Woods, 31, is incarcerated in the Allan B. Polunsky Unit, which houses Texas' death row, a four-hour drive east of the capital Austin. His execution for capital murder is set for Tuesday -- one day after the next Republican debate. It would be the 19th execution this year in Texas alone.
Grave Doubts about Verdict
There's more, though: Woods, his lawyers and his friends insist he is innocent.
There are indeed grave doubts about the verdict. Marcus Rhodes, Wood's co-defendant and a former friend, has admitted to the double murder in question and already been sentenced -- but to life in prison. Rhodes' DNA was found on the weapons, but not that of Woods.
Yet all courts so far have rejected Wood's appeals. Even the US Supreme Court refused to take up the case. Alex Calhoun, Wood's defense lawyer, has now filed a clemency petition with Governor Perry and the Texas Board of Pardons and Parole, as a last resort.
Woods was deprived of his constitutional rights and convicted based on "false or misleading testimony," Calhoun alleges in the 20-page petition to Perry. Furthermore, the prosecution had "illegally withheld significant evidence."
"I am sure that the Board of Pardons and Paroles will, using their judgment and innate sense of fairness, recognize the injustice and patent unfairness," Calhoun told SPIEGEL ONLINE. However, this sounds like overblown optimism: Since he took office in December 2000, Perry has not once shown clemency in a capital punishment case -- sometimes in spite of doubts. And it is highly unlikely that Woods would be the first person to get it.
Woods' story started as a horrifying criminal case. On May 2, 2001, two people were brutally murdered in a deserted field north of Dallas: Ronald Whitehead, 21, and Bethena Brosz, 19. Whitehead was shot in the head six times, Brosz twice as well as once in the knee. Both also had their throats cut.
Whitehead's dead body was found hours later, Brosz was still alive but died 36 hours later in a hospital.
Whitehead was a drug dealer, Brosz a chance acquaintance. The 19-year-old planned to study astronomy. "Beth was just in the wrong place at the wrong time with the wrong people," her mother Janet Shires wrote on a memorial website. The suspects in the murders were tried separately. Woods, then 21, was sentenced to death in August 2002. Witnesses had claimed that he had bragged about the murders. His lawyers didn't dispute his presence at the murder scene but named Rhodes the killer.

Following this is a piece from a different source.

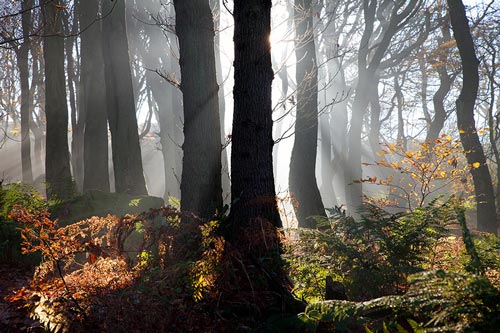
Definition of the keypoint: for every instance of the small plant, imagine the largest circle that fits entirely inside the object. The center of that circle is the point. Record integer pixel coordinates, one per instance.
(436, 301)
(415, 177)
(10, 241)
(371, 256)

Before Rhodes' trial could start in January of 2003, he confessed to killing Whitehead and Brosz alone -- without implicating Woods. In a plea deal, he was sentenced to life, not death.

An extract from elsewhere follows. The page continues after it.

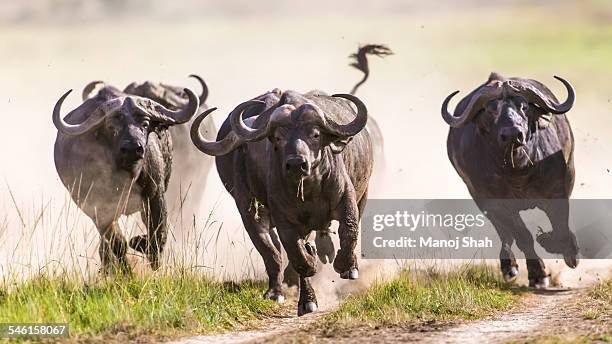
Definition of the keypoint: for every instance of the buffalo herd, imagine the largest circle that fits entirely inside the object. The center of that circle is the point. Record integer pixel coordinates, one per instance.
(294, 162)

For years Woods has tried to overturn his sentence -- unsuccessfully. Texas law is against him: Even if he had never pulled the trigger or swung the knives, he'd still be as guilty as the killer by his mere presence. In Texas that's called the Law of Parties.
The Polunsky Unit where Woods has been kept since is infamous for its terrible conditions. In 2004, dozens of death-row inmates went on hunger strike to protest their treatment, Woods among them.

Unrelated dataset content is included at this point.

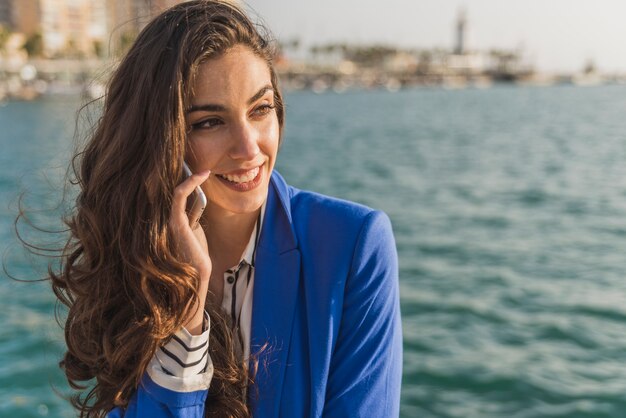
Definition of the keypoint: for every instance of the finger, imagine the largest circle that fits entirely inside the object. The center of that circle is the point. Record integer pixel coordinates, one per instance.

'They're Killing the Wrong Person'
The courts weren't impressed. Even a broad coalition of activists for the abolition of the death penalty fighting for Woods hasn't been able to achieve anything. One of them is the Los Angeles student Tali Kaluski, 25. She learned about the case when she was asked to design and print t-shirts for Woods supporters. Woods thanked her in a letter. She visited him in jail in January.
"They're killing the wrong person," says Kaluski. "He's such a shy, quiet person." She says that Woods told her that he was in the car with Rhodes but had no idea then what he had planned. "How can a killer get life and Steven death?" she asks.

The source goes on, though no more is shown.